Pitch Perfect: The Art of Media Pitching

© Adam's Wine Guide
So you think you have what it takes to pitch in the Major League? Think again. Time and time again journalists and bloggers send out rants about horrible pitches that they've received from PR professionals and posers (those who think they are equipped enough to go after the media without any training).

The art of media pitching is equivalent to that of a sommelier's perfect pairing of a 1976 Montelena Chardonnay with Steamed Mussels prepared with White Wine, Tarragon, Shallots, Butter, and Grilled French Bread (a recipe from Chef Bobby Flay). While a sommelier may hone his/her skills at a fine restaurant, a PR professional's job is to hone their skills by pitching their clients. 

Sommeliers make a living pairing wines with foods that bring out the essence of each flavor. PR professionals are no different; we pair our clients products and services with publications and media outlets that serve a readership who find value in their content.

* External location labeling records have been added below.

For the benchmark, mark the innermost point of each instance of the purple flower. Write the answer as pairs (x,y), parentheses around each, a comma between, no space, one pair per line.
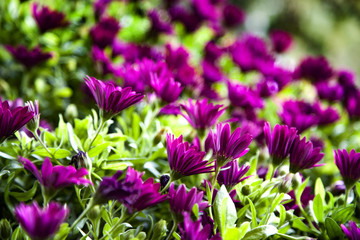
(227,146)
(185,160)
(100,7)
(28,58)
(103,64)
(166,87)
(279,142)
(316,69)
(56,177)
(158,25)
(180,201)
(305,198)
(329,91)
(353,233)
(251,53)
(149,196)
(194,230)
(190,21)
(281,40)
(204,10)
(112,99)
(211,73)
(104,33)
(11,120)
(233,175)
(48,19)
(243,96)
(41,223)
(303,155)
(125,190)
(267,88)
(233,16)
(349,165)
(202,114)
(212,52)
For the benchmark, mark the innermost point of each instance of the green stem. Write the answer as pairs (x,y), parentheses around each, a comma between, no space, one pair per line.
(346,196)
(217,170)
(167,185)
(120,221)
(83,214)
(101,125)
(172,230)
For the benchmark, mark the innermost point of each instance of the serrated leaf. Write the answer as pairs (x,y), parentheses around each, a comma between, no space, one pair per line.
(261,232)
(298,224)
(333,230)
(224,210)
(318,208)
(25,196)
(232,233)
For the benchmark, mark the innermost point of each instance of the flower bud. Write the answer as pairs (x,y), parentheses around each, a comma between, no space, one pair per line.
(5,229)
(160,230)
(246,190)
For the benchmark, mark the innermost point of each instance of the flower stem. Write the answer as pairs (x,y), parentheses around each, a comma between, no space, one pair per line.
(101,125)
(172,230)
(217,170)
(346,196)
(83,214)
(167,185)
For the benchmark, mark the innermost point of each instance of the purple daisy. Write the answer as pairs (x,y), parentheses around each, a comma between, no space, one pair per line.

Thus, the trick to a perfect pitch is crafting a message to the reader that displays a profound understanding of that publication's value and their audience's essence.

Six Tips for the Perfect Pitch

Being a great media pitcher isn't about knowing every editor, blogger and reporter in the universe. It's about pairing your client's product/service pitch to the right media contact.  After all, a publication isn't going to write an article about your client, but a reporter may.

  • KISS, Keep it simple silly! You may have heard this before but here I go again. I highly recommend (as do other PR pros and media personnel) to keep your pitches short and sweet. You can accomplish this by incorporating bullet points of no more than 15 words each after your initial paragraph. I know it's tempting to send a 500 word email pitch because you want to include every detail, but don't. A pitch is meant to entice a journalist and spark their interest not put them to sleep.
  • Proofread your pitches before you send them out. I can not stress this enough. As a practice, I draft my pitches a day before I plan to send them out. Allowing the pitch to rest overnight provides enough time away from the document in order to review with it with fresh eyes the following day.
  • Tap into your inner creativity. Too many pitches are just self-promoting commentary that rarely solve a problem. If you can creatively tie your pitch to a current event in a creative way your pitch will go much further. Feel free to make references to current events, popular books, celebrities, etc.
  • Send your pitch to the best person. Locating the correct media contact for your pitch is relatively easy these days. If you are interested in submitting a pitch to a particular publication you can visit their website or pick-up a copy if they are in-print. There are paid services available such as Cision, Burrelle's Luce, Vocus, and MyMediaInfo that also provide access to media contacts.
  • To call or not to call. The times are changing. Media professionals are now available at any time, yet they prefer email and social media pitches over phone calls. While their 24/7 availability may seem like a godsend for PR professionals, you have to remember that the media are people to. Like you, they have deadlines, families, issues and vacations. If you can avoid calling at inappropriate times and calling and/or emailing to ask if they have received your pitch, believe me it would be in your best interest.
  • Editorial calendars are your best friend. They let you know when and what your intended publication will be writing about for an entire year. Feel free to use them to target your pitches. 

Regine J. Nelson is founder and principal of Allure Marketing Communications. Allure specializes in small business, consumer products, nonprofit and start-up PR. Email for a free consultation.


  1. I saw a typo...sorry! Great tidbits, but did you proofread with "fresh eyes" and let it rest after a day? President, Dallas Urban Media, LLC

  2. Public relations is more art than science, and as long as people are involved in creating companies and in writing about those companies, art will prevail. Today, we have tools at our fingertips that enable us to press one button and reach thousands of reporters, helpless against the onslaught of untailored and uninteresting pitches. I sometimes long for the days when I was instructed to stand in the mail room and manually send out “blast faxes” on launch day because the tedium often dissuaded those in charge from going this route.